ESET Threat Report H2 2025 reveals the rise of AI-driven ransomware, evolving mobile NFC threats, and shifting cybercrime tactics
ESET Research’s latest Threat Report for the second half of 2025 highlights a rapidly evolving cyber threat landscape, marked by the growing use of artificial intelligence by cybercriminals, increasingly sophisticated mobile fraud, and a reshaped ransomware ecosystem. Covering the period from June to November 2025, the report draws on ESET telemetry and in-depth analysis from its global research teams.
One of the most notable developments is the emergence of PromptLock, identified by ESET as the first known AI-driven ransomware. Capable of generating malicious scripts dynamically, PromptLock signals a shift from experimental use of AI to real-world deployment in malware. While AI is still most commonly used to enhance phishing and scam content, this development points to a new phase in cybercrime innovation.

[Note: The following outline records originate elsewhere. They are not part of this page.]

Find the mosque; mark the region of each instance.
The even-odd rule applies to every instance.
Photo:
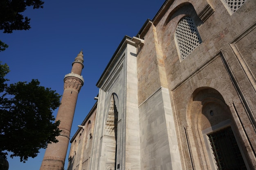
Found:
[[[68,170],[256,169],[256,7],[166,0],[125,36],[70,140]],[[61,111],[74,107],[83,61],[81,52],[65,77]],[[56,120],[71,118],[63,116]],[[60,136],[62,146],[69,136]],[[56,148],[41,168],[63,162],[54,162]]]

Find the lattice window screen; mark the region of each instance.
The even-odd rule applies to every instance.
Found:
[[[234,13],[247,0],[222,0],[226,8],[229,10],[229,13]],[[225,5],[225,4],[226,5]]]
[[[175,36],[181,60],[202,42],[194,21],[189,16],[185,17],[179,23]]]

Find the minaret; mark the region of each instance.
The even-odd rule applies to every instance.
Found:
[[[58,128],[62,131],[61,135],[56,137],[58,140],[58,143],[48,145],[40,170],[64,169],[77,96],[84,83],[81,76],[83,63],[83,55],[81,51],[72,63],[71,73],[66,75],[64,78],[61,104],[56,117],[56,121],[61,121]]]

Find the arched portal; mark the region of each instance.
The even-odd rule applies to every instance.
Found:
[[[112,94],[111,97],[103,133],[105,139],[103,141],[105,146],[105,153],[106,153],[107,157],[106,159],[106,167],[113,170],[116,169],[118,157],[118,111],[116,106],[118,101],[115,101],[117,99],[117,96],[115,94]]]
[[[207,87],[195,90],[186,119],[189,148],[194,169],[248,168],[237,126],[218,92]]]

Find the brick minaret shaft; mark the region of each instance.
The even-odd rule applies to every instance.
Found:
[[[56,137],[58,140],[58,143],[48,145],[40,170],[64,169],[77,96],[84,83],[83,78],[81,76],[83,68],[83,57],[81,51],[72,63],[71,73],[66,75],[64,78],[61,104],[56,117],[56,120],[61,121],[58,128],[62,131],[61,135]]]

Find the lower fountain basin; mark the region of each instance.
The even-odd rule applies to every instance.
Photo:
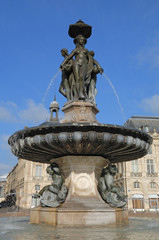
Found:
[[[117,125],[46,122],[15,132],[8,142],[14,155],[35,162],[83,155],[117,163],[143,157],[152,138],[140,130]]]

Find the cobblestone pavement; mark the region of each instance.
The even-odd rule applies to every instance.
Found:
[[[0,218],[0,240],[158,240],[159,218],[130,216],[119,227],[55,228],[29,224],[29,216]]]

“AI-powered threats are no longer theoretical—they are actively reshaping the cyber risk landscape.”
— Jiří Kropáč, Director, ESET Threat Prevention Labs
Scam operations also showed clear signs of maturity during the period. ESET observed higher-quality deepfakes, indications of AI-generated phishing websites, and short-lived online advertising campaigns designed to evade detection. Investment scams linked to the Nomani scheme grew significantly year over year, expanding beyond social media platforms to include video-sharing services, before tapering off slightly toward the end of 2025.
Ransomware activity continued to escalate, with victim numbers surpassing the previous year well before the end of 2025. Established groups such as Akira and Qilin strengthened their dominance in the ransomware-as-a-service ecosystem, while newer players introduced stealthier evasion techniques. The continued spread of tools designed to disable endpoint detection highlights the ongoing pressure on enterprise security defenses.
On mobile platforms, NFC-based threats expanded sharply in both volume and sophistication. ESET recorded a substantial increase in NFC-related detections, driven by malware that combines contactless payment abuse with advanced capabilities such as remote access and data theft. New malware families and region-specific variants demonstrate attackers’ intent to exploit emerging technologies and local market conditions.
Meanwhile, once-prominent threats such as Lumma Stealer saw a dramatic decline following global disruption efforts earlier in the year, suggesting that coordinated takedowns can have lasting impact. At the same time, other malware loaders rose rapidly, underlining the constantly shifting nature of the threat ecosystem.
The report reinforces the need for continuous vigilance, strong endpoint protection, and threat intelligence grounded in both advanced analytics and human expertise, as attackers increasingly blend AI with traditional cybercrime techniques.